Internet Haber Mobil Uygulama
Internet Haber mobil uygulamasını denediniz mi?
Internet Haber mobil uygulamasını denediniz mi?
Bu yıl ABD Başkanı Kennedy’nin öldürülüşünün 60’ıncı yılı. Dün o suikast sırasında başkanın 2,3 metre ötesindeki Gizli Servis koruma görevlisi Paul Landis’in o günü nasıl anlattığını yazdım.
Landis’in o günü anlatan kitabı 30 Kasım’da yayınlanacak ama daha şimdiden konuşulmaya başlandı. Dünkü yazımda bütün dünyada en iyi bilen insanlardan birinin ünlü Fenerbahçe taraftarı ve Kongre üyesi Bedri Baykam olduğunu yazmıştım.
Onun Paul Landis’in söyledikleri ve özellikle “Sihirli tek kurşun” tezi ile ilgili düşüncelerini çok merak ettiğimi yazmıştım.
Kennedy cinayeti ile ilgili görüşlerini ayrıntılı biçimde yazdı.
Şimdi ben aradan gecikilip meydanı bu ünlü Fenerbahçeli’ye bırakıyorum.
Dünyayı sarsan ve çocukluğumda beni de çok etkileyen bu cinayetle ilgili bu ayrıntıları bir Türk sanatçısının yazması da çok ilginç tabi.
Ben büyük bir ilgiyle okudum. Sanırım konuyla ilgilenen insanlar da aynı ilgiyle okuyacaklardır.
Hem sevgili Ertuğrul Özkök’ün yazısını hem de Peter Baker’ın o dönem Amerikan Başkanı Kennedy’nin korumalarından Paul Landis ile yaptığı ve New York Times’da çıkan röportajı okudum.
Benim bu cinayet ile ilişkim 6 yaşındayken başladı. Kennedy’nin öldürüldüğü acı haberinin evimize yayıldığı o geceyi dün gibi hatırlıyorum. Sonuçta Dr. Suphi Baykam’ın oğluydum ve Türkiye’nin en siyasi evlerinden birinde büyüyordum. 22 Kasım 1963 gecesi ve ertesi gün, Türkiye’de ve hatta tüm dünyada yaşanan üzüntüyü bugünün Türkiye'si kesinlikle anlayamaz. Hatta diyebilirim ki, o günleri
yaşamamış olanlar bunu bilemezler!

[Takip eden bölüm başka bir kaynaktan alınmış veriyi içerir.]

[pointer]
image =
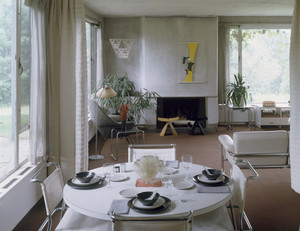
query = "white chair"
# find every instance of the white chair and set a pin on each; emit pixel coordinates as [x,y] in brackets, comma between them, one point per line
[179,222]
[52,189]
[163,151]
[262,149]
[240,182]
[216,220]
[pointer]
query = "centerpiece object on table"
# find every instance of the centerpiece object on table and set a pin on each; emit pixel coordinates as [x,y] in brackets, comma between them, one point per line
[123,113]
[148,168]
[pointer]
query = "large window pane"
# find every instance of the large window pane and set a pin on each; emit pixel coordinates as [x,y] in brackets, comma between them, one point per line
[14,85]
[264,62]
[6,115]
[24,83]
[234,52]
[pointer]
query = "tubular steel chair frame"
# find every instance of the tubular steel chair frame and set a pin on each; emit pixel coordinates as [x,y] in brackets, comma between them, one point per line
[151,149]
[241,204]
[187,217]
[34,179]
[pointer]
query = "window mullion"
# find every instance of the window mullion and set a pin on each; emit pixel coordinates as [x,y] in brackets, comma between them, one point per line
[16,83]
[240,51]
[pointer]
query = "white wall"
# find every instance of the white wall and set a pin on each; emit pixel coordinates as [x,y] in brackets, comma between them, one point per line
[155,62]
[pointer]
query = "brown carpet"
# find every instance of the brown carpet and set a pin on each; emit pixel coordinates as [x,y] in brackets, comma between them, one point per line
[271,203]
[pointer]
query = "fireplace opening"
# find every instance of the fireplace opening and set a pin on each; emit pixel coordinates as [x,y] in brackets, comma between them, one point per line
[186,108]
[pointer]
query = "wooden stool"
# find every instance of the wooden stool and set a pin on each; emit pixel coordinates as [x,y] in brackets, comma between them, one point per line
[197,124]
[168,123]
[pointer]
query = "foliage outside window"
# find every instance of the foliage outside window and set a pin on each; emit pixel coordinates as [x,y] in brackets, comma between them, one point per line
[262,57]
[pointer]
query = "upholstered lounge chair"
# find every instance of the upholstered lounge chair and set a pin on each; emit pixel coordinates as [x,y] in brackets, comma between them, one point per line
[262,149]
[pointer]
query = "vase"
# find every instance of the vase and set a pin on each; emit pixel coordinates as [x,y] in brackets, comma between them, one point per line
[123,122]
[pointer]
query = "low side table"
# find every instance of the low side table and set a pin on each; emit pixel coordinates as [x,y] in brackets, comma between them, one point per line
[197,124]
[168,123]
[126,134]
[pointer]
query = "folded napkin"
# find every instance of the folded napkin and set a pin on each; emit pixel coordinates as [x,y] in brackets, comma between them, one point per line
[141,183]
[216,189]
[119,207]
[172,163]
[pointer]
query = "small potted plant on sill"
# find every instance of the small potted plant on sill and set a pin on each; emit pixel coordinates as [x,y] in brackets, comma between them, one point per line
[237,93]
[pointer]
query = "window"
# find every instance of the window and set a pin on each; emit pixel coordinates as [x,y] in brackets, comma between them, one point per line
[262,55]
[14,85]
[94,60]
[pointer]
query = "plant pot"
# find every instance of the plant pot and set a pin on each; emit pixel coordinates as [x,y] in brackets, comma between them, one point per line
[123,125]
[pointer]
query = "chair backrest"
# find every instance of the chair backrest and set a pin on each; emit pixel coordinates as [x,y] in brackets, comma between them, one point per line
[100,119]
[257,142]
[240,182]
[179,222]
[52,186]
[163,151]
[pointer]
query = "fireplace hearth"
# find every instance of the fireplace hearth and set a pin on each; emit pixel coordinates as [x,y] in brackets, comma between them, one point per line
[187,108]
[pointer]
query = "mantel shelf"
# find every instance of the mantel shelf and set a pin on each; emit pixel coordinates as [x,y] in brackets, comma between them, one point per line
[194,82]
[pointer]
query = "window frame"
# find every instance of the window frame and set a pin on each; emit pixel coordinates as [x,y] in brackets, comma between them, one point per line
[245,26]
[16,68]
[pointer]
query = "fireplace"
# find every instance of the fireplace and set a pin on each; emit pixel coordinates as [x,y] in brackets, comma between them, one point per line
[187,108]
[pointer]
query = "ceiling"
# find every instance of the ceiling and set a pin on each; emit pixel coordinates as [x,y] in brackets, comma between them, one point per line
[190,8]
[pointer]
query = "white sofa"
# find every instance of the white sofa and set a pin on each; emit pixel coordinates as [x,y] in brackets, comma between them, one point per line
[262,149]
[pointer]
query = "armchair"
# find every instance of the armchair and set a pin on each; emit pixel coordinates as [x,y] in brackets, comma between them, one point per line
[103,123]
[262,149]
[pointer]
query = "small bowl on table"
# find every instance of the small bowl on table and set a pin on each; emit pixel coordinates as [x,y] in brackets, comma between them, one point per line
[85,177]
[212,174]
[147,198]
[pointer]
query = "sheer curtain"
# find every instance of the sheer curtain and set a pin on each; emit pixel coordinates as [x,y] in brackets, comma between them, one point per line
[59,84]
[67,85]
[295,99]
[38,83]
[99,65]
[223,71]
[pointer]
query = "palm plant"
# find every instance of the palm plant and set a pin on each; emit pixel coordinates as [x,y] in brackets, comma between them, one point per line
[137,100]
[237,92]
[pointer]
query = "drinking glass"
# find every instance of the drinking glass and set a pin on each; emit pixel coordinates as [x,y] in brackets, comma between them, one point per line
[187,161]
[166,180]
[108,169]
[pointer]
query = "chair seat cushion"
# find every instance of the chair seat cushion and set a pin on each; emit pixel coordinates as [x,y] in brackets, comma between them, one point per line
[217,219]
[73,220]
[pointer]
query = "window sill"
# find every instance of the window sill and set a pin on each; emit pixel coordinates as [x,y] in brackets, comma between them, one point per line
[10,182]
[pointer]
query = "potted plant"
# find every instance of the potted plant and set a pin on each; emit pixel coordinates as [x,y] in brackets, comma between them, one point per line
[237,93]
[136,101]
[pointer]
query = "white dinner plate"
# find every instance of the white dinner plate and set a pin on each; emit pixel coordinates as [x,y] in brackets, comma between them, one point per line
[94,180]
[183,185]
[159,202]
[169,170]
[129,192]
[204,179]
[118,177]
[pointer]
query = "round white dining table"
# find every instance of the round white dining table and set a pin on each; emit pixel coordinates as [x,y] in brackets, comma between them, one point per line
[96,202]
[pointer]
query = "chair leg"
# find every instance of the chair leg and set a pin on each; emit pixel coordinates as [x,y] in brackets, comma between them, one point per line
[232,214]
[46,221]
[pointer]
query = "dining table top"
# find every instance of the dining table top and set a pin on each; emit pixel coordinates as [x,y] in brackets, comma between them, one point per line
[96,202]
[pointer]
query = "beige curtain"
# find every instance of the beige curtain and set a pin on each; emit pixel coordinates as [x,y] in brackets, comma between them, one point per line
[67,86]
[223,71]
[38,83]
[295,99]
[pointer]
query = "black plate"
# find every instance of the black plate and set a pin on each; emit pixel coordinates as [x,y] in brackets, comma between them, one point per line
[97,184]
[154,210]
[225,181]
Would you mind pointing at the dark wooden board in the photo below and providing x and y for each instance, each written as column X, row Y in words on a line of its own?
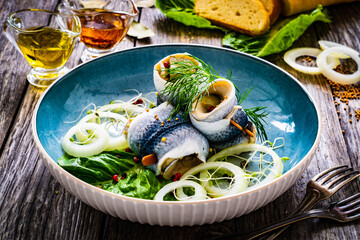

Mesela Ankara’da evlerin yarısı ağlıyordu veya depresyona girmişti desem, buna bugün kimse pek inanamaz… Sanki o gece dünyanın sevilen başkanı yok edildi.
O günlerden başlayarak, konuya dair elime geçen her şeyi okudum.
Aradan bir yıl geçtikten sonra bu cinayeti “sözde” araştıran Earl Warren’ın, “Bu cinayette bir komplo yoktur, Oswald tek başına
işlemiştir” şeklinde özetlenen komedya metninin içeriğiyle de 7 yaşında gazetelere yansıdığı şekilde karşılaştım. Büyük bir hayal kırıklığına uğradım ve okuduklarımın zerresine inanmadım. O çocuk
kafamla bile ortada kirli şeyler döndüğünü, birilerinin bir şeyler sakladığını gayet Rahat hissedebiliyordum ve hatta anlayabiliyordum.
Ben 10 yaşında iken Savcı Jim Garrison, dosyayı yeniden büyük bir soruşturmayla açtığında “nihayet akıllı bir adam uyandı ve belki gerçeği öğrenebileceğiz” diye çok sevindiğimi hatırlıyorum.
24 yıl sonra detaylarını Oliver Stone’un “JFK” filminden çok daha iyi öğreneceğim şekilde, malum komplo-ört-bas etme çabaları, Garrison’ın da büyük bir cesaret ve özveri ile yaptığı soruşturmayı boşa çıkarmak için devreye girmiş!
O filmi belki 13-14 kez izledim. Ayrıca ulaştığım bütün belgeselleri, tartışma ve soruşturma filmlerini de gördüm. Bu konuda Amerika’da yayınlanmış, sayısız tuğla boyutlu kitaplar okudum. Konuyu kendimle, eşimle, asistanlarımla, Amerikalı dostlarımla her yönüyle ele alıp tartıştım.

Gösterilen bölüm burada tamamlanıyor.